Interview mit dem Spielehistoriker Wladyslaw Kowalski
Von Dr. René Gralla
Was tun, wenn Bioterroristen zuschlagen? Einfach in einem der
Handbücher von DR. WLADYSLAW JAN KOWALSKI nachschlagen. Der 54-jährige lebt
auf einer Farm im US-Bundestaat Michigan und gehört gleichzeitig dem
Vorstand eines New Yorker Unternehmens an, das sich auf die Dekontaminierung
von Hospitälern und Bürokomplexen spezialisiert hat. Nebenbei analysiert der
Verfasser einer Dissertation, die unter der Überschrift "Design and
Optimization of Ultraviolet Germicidal Irradiation (UVGI) Air Disinfection
Systems" erschienen ist, die Strategiespiele der Griechen und Römer.
Insbesondere das gut 3000 Jahre alte "Petteia": Auf einen virtuellen Trip
zurück in die Antike lässt sich der Autor DR. RENÉ GRALLA mitnehmen.
DR. RENÉ GRALLA:
Gebäude
entgiften und Denksportübungen der Hopliten und Legionäre wieder auferstehen
lassen: Wie passt das zusammen?
DR. WLADYSLAW JAN KOWALSKI: Die klassische Welt und
griechisch-römische Kunst und Kultur haben mich schon immer fasziniert. Alle
Bücher, die mir dazu in die Hände fielen, habe ich verschlungen.
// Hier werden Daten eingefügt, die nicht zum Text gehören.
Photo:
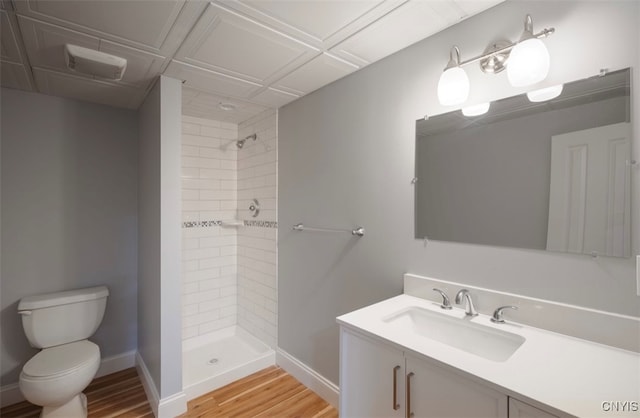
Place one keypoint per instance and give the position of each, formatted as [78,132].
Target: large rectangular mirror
[552,175]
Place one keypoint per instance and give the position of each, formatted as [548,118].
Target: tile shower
[229,293]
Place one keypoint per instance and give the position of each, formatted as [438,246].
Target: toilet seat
[61,360]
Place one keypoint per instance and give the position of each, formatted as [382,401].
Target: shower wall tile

Bei der
Lektüre fand ich viele Hinweise auf Brettspiele, und ich begann mich zu
fragen, ob es möglich sei, die Regeln zu rekonstruieren. Das dürfte mir im
Wesentlichen gelungen sein, weil die Spiele mathematischen
Prinzipien folgten und gleichzeitig relativ einfach strukturiert waren.
DR. R.GRALLA:
Griechische Vasen zeigen nicht selten Achilles und Ajax, die sich über ein
Brett beugen. Was treiben dort die mythischen Terminatoren aus der Ilias?
DR. KOWALSKI: Sie messen sich aller Wahrscheinlichkeit nach im "Petteia".
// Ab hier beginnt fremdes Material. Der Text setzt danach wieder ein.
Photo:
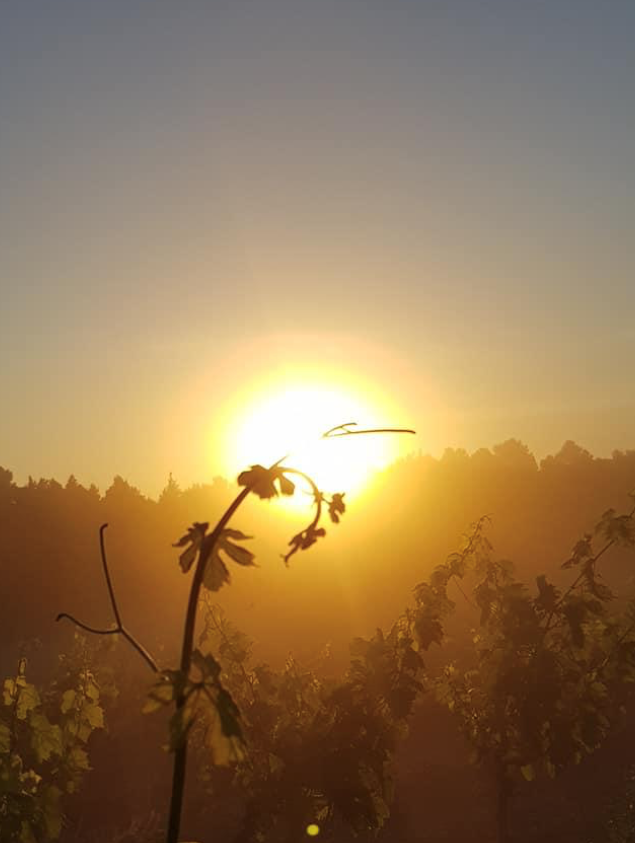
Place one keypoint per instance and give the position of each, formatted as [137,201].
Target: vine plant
[550,671]
[196,689]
Und sie sollen, das überliefert uns die
Sage, eines dramatischen Tages derart tief in ihre Partie versunken gewesen
sein, dass erst die Göttin Athene persönlich herbeieilen musste, um
die Frontmänner der Griechen vor einem Angriff der Trojaner zu warnen. Da
der reale Konflikt, der Homer vermutlich als Vorlage für seine Heldengesänge
gedient hat, auf das 13. oder 12. Jahrhundert vor unserer Zeitrechnung
datiert wird, dürfte in jener Epoche auch das Petteia entstanden sein. Zumal
auf dem Hügel Hissarlik im Nordwesten der heutigen Türkei, wo mehrheitlich
das historische Troja vermutet wird, tatsächlich das Fragment eines
Spielbrettes ausgegraben worden ist.
DR. R.GRALLA:
Wie funktioniert Petteia?
DR. KOWALSKI: Schwarz tritt gegen Weiß an und eröffnet die Partie.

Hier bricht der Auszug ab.